In case you haven’t heard yet, which I doubt, the 3-5 Bears are favored by 5½ points over the 4-4 Green Bay Packers this Sunday at Soldier Field.
That’s right, for the first time since 2008, the wise guys think the Bears are better than the Packers. While that is in huge part due to the fact all-world quarterback Aaron Rodgers will be in street clothes on the sidelines Sunday, the dramatic improvement in the Bears defense and their NFL sixth-best ground game starring Jordan Howard and Tarik Cohen are at least partly due credit as well.
And therein lies the greatest challenge facing the Bears between now and New Years Day. Semi-regular competitive performances with the occasional upset win tossed in just isn’t going to cut it anymore. Head coach John Fox, who many assumed would be leaving town at the end of the season, appears to have his club turned around and may just be on his way to buying himself another season or three in town.
But a 3-5 second half, doubling the Bears win total after last season, isn’t going to get the job done. The expectations now are that the Bears at least win the five second-half games they are almost certain to be favored in, and if they do, they will be expected to contend for a playoff spot next year.
That bridge isn’t crossed without significant strides from wunderkind quarterback Mitch Trubisky and the arrival of an aerial attack, and that development is in the hands of offensive coordinator Dowell Loggains.
Whether Loggains is the man for the job now has become the focal point of the next eight weeks.
While Fox might be able to save himself, can he do it without dramatic improvement from Trubisky and the offense? And if that doesn’t happen but the Bears play well enough for Fox to get a one-year extension, would a condition be a willingness to jettison Loggains?
Somehow I got way ahead of myself. Is Loggains the guy to make a Pro Bowler out of Trubisky and match the work Vic Fangio is doing with the defense?
Right now, Trubisky is struggling with one of the lowest completion percentages in the league, and on Wednesday, Loggains explained it like this.
“I think it’s something to do with throwing the ball away, being smart. I think he hasn’t forced many balls. We probably have to do a better job in pass protection and separating versus man coverage to help him out a little bit.”

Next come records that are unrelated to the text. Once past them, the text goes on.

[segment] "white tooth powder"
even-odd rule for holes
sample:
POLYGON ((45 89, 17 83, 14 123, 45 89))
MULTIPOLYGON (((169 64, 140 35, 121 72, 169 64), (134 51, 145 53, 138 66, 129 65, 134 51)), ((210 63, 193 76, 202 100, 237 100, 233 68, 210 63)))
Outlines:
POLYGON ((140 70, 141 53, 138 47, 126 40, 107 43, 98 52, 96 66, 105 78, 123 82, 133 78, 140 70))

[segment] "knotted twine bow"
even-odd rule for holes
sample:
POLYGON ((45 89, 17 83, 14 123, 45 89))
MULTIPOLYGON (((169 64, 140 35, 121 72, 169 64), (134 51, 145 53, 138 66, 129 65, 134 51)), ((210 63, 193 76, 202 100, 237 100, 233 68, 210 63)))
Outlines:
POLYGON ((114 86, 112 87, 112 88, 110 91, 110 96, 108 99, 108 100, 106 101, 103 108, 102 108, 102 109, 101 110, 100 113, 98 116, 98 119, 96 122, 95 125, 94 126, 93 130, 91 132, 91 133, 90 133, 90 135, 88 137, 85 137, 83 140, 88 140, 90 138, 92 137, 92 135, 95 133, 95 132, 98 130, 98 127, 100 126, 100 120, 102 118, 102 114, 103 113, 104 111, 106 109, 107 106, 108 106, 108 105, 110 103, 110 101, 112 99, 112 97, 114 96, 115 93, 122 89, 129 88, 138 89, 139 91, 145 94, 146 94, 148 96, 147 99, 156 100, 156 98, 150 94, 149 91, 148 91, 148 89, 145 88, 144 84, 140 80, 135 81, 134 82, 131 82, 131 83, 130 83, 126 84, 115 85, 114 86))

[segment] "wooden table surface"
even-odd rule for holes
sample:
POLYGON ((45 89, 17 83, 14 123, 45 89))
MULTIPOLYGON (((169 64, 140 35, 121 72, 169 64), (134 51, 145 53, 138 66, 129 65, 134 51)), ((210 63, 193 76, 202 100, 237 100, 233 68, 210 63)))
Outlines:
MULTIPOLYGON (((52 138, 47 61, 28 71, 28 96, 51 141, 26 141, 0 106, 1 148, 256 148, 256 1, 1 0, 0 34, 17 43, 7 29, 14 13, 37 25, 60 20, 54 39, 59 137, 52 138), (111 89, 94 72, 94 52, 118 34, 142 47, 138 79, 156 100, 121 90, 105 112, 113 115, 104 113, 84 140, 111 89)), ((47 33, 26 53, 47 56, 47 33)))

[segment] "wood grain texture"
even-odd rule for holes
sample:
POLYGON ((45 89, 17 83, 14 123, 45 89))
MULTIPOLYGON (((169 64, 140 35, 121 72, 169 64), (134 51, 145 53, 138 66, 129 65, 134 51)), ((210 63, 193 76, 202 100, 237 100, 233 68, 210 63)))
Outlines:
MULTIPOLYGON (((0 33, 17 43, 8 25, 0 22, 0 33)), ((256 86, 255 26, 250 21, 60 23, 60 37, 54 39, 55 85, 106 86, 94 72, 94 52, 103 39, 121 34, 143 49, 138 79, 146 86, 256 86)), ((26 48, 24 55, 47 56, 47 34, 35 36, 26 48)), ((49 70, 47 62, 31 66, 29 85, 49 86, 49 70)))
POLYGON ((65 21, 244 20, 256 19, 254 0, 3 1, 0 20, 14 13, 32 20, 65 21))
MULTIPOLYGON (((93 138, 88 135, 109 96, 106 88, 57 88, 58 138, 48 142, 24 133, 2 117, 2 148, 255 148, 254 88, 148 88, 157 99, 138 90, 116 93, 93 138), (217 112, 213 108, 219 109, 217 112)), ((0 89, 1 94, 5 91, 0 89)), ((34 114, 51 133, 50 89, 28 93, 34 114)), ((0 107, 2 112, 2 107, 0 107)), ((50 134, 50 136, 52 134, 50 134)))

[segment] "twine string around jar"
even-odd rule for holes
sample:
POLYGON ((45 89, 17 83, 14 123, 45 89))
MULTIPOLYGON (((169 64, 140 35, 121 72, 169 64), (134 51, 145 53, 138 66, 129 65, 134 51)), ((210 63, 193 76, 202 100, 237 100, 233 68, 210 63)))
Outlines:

That is fair enough as clearly the offense is going nowhere without upgrades at receiver, but what is Loggains going to do to put Trubisky in a better position to succeed?
The kid QB had a shot at a breakout moment on the second-to-last possession in New Orleans when Loggains left him in the shotgun with limited options on both third-and-1 and fourth-and-1, and his explanation of those play calls Wednesday was interesting.
“We had two new guys in. One of them obviously, Compton, was banged up at the time. Sitton was playing center. We had a couple snap issues a little bit before.
“We felt good about the calls. We knew what they were gonna be in. It was obviously in a two-minute situation, so there were some of the exotic sub fronts, so [we] just felt better in pass pro from the matchups and how we were set up front at that time.”
While those are exactly the kind of tough calls Loggains has to make, the answer doesn’t necessarily wash. I’ve never met an O-lineman who wasn’t more comfortable run blocking than in pass protection.
For most fans, winning any way the Bears can over the next eight weeks will be good enough, but for Loggains, some better answers need to be coming soon.